Yang saya cari dari Dropbox sebenarnya sederhana sekali, yakni bagaimana layanan ini bisa membantu memuluskan proses gonta-ganti perangkat selama saya bekerja sambil merawat anak. Fakta bahwa semua file penting saya ter-backup di cloud saya anggap sebatas bonus, sebab saya pribadi lebih mementingkan aspek sinkronisasinya.

Ketik di laptop, lanjutkan di smartphone, lalu kembali lagi di laptop ketika ada kesempatan, semuanya tanpa mengharuskan saya repot-repot mengunduh file dan mengunggahnya kembali setelah diperbarui. Inilah yang akhirnya membuat saya begitu bergantung pada Dropbox.

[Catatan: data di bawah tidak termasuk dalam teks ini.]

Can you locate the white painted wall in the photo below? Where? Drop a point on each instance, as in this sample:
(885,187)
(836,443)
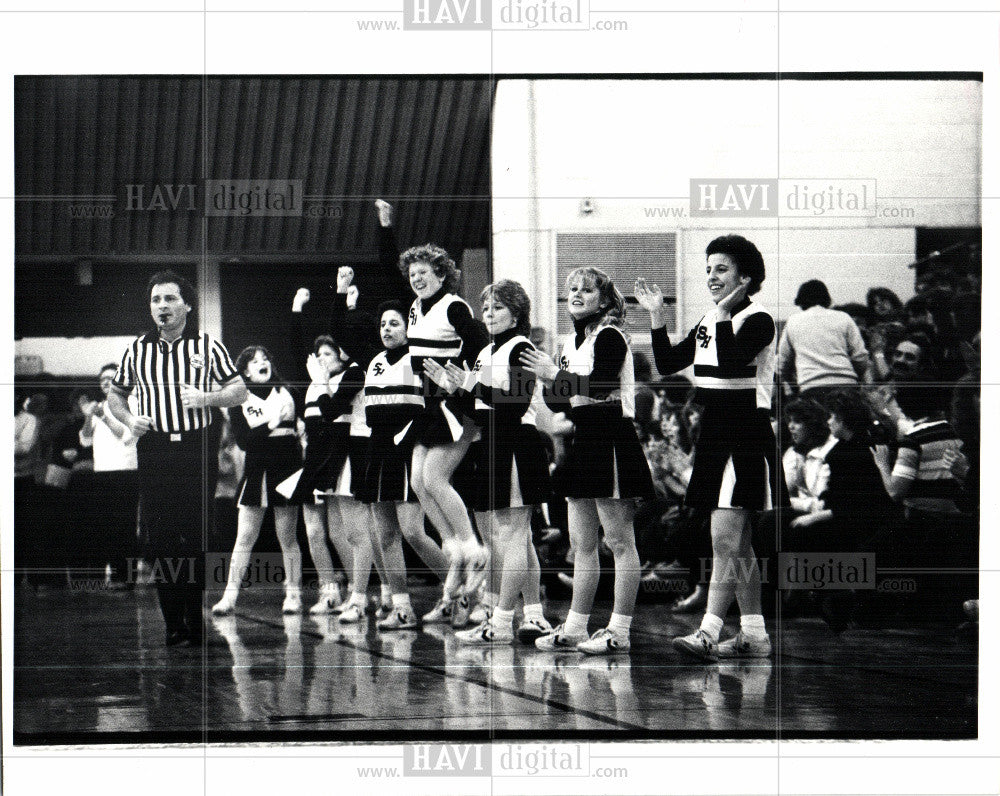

Di samping itu, Dropbox juga berhasil mengubah kebiasaan saya menyimpan file di USB flash disk. Sekarang semua file penting dan yang perlu saya akses dari berbagai tempat tersimpan dengan rapi di Dropbox, dan sepertinya sudah sekitar tiga tahun sejak saya terakhir menggunakan flash disk.

Sejarah perjalanan Dropbox

Drew Houston (kiri) dan pimpinan Y Combinator, Sam Altman (kanan) pada bulan Februari 2017 / Dropbox
Drew Houston (kiri) dan pimpinan Y Combinator, Sam Altman (kanan) pada bulan Februari 2017 / Dropbox

Bicara soal flash disk, media penyimpanan portable ini juga sangat terlibat dalam awal kelahiran Dropbox. Ceritanya kala itu, pada bulan Desember 2006, sang pendiri Dropbox, Drew Houston yang merupakan seorang programmer, sedang dalam perjalanan menggunakan bus dari Boston ke New York.

Selama perjalanan berdurasi sekitar empat jam, Drew berniat untuk bekerja menggunakan laptop-nya. Apesnya, ia lupa membawa USB flash disk yang pada dasarnya berisikan semua yang dibutuhkannya pada saat itu. Ini bukan pertama kalinya nasib sial seperti itu menimpa Drew, tapi sang inovator memutuskan sudah saatnya untuk mengakhirinya.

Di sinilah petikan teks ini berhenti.